If I discount water, a week but often it is ready in a couple of days.

Christy


----------



## NubianSoaps.com

Well I got to see Karen (KUrby) soap in person, and I stole a bar....no GM so that is why the soaps are light in color. Pretty for HP and the Honey from Lillian is to die for! Karen said it wasn't to die for, just die!!! first out of the mold, but I am so glad this is on it's way (and Lillian has sold soo much of it she is having to reorder for me in about 3 weeks, so a new shipment will be on it's way). It will be my new OMH, it is like honey perfume! My OMH from Lillian which I do love is moving to my almond biscotti bar.

Everyone is raving about her Asian Plum! Haven't soaped it yet.

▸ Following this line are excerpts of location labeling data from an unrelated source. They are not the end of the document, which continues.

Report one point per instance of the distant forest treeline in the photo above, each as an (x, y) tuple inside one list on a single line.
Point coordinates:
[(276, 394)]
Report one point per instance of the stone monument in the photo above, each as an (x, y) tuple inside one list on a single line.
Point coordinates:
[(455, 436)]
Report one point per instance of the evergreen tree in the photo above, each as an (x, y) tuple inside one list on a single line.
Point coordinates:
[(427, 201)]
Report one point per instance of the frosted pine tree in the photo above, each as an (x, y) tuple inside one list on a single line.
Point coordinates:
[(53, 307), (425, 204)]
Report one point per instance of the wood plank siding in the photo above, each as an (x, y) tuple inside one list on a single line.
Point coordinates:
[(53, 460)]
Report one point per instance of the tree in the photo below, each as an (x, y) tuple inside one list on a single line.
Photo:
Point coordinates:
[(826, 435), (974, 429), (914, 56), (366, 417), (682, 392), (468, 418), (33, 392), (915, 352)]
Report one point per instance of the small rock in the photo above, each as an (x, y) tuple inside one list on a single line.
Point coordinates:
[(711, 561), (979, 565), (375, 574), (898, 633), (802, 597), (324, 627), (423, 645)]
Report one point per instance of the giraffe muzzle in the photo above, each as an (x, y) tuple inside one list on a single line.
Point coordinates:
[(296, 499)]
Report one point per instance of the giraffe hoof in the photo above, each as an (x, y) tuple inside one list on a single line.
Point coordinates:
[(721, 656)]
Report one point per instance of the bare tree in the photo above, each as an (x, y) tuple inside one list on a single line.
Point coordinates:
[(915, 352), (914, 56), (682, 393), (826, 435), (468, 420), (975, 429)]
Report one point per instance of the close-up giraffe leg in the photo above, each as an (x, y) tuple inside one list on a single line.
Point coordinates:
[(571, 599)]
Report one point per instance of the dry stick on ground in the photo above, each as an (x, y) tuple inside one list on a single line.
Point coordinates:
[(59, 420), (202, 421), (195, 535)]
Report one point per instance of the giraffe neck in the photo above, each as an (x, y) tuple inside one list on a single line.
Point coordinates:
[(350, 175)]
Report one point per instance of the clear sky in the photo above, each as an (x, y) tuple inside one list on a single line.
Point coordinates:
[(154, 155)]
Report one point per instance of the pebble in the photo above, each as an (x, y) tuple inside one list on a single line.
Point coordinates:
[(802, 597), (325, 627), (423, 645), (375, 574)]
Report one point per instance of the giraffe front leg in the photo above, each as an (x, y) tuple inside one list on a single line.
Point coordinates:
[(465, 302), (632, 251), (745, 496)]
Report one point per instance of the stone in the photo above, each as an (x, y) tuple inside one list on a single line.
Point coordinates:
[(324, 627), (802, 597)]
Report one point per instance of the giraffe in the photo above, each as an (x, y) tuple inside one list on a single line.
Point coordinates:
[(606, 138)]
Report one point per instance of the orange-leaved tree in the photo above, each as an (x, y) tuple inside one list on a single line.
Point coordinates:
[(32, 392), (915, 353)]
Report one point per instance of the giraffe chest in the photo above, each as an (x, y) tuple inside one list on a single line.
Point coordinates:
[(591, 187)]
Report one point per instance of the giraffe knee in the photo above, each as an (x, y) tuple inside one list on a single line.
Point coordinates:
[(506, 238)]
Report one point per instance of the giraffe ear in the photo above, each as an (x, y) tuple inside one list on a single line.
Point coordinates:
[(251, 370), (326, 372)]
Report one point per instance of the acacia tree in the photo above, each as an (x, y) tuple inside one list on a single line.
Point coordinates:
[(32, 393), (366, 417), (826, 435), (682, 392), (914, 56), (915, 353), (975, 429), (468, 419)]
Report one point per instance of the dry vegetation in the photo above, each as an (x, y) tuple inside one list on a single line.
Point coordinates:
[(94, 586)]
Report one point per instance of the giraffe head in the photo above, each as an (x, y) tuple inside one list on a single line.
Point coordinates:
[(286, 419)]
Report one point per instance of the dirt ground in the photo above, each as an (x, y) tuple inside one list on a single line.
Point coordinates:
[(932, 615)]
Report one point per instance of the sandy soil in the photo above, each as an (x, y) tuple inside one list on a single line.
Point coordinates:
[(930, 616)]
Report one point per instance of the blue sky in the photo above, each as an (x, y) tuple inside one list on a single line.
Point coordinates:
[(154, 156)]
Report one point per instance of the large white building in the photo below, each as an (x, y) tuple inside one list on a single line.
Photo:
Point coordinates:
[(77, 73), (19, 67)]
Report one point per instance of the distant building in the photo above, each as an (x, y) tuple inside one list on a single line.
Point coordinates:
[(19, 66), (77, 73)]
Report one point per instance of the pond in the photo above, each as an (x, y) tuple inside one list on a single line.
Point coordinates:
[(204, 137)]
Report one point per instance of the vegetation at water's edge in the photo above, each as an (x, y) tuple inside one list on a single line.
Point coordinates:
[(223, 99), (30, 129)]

I couldn't stop smelling this Honey (the right bar in the picture) of Karen's! Vicki


----------



## KUrby

Yip vicki, I was not quite getting the honey thing till it chilled out and now,, it does smell really nice. Just like honey.. Just beware it is STRONG coming out of the bottle!
Now I got the Asian Plum in today.. I will soap that scamp tomorrow along with some Monkey Farts!! NOt sure what that really smells like.. I have smelled this scent before don't know where and I can tell you it ain't in someones soap..
It is a good smell, just can't put my finger on it.. 
But I tell you I am going to make a peppermint soap that will rock!! I am IN LOVE with lillians triple distilled peppermint.. THANK you vicki for recommending her for that one..
Vicki if you need some Honey Octaine before 3 weeks come get some from me..
Karen


----------



## NubianSoaps.com

I am going to mix it in with my OMH for awhile, so I shouldn't need more, I have enough refried beans...I mean Almond Biscotti to last until after christmas  Vicki


----------



## KUrby

:rofl
k


----------



## Narrow Chance

:rofl Vicki... That was my thoughts exactly when a batch of my Huckleberry went and seized up.
I thought it looked like refried beans.. hubby said it looked and smelled like a cobbler. 
I comenced to hot process it.. and it does look like cobbler.. so.. now it's Berry Cobbler. He hates the smell.. but it's sort of nice. Now watch everyone LOVE it and I have to hot process that stuff... :mad


----------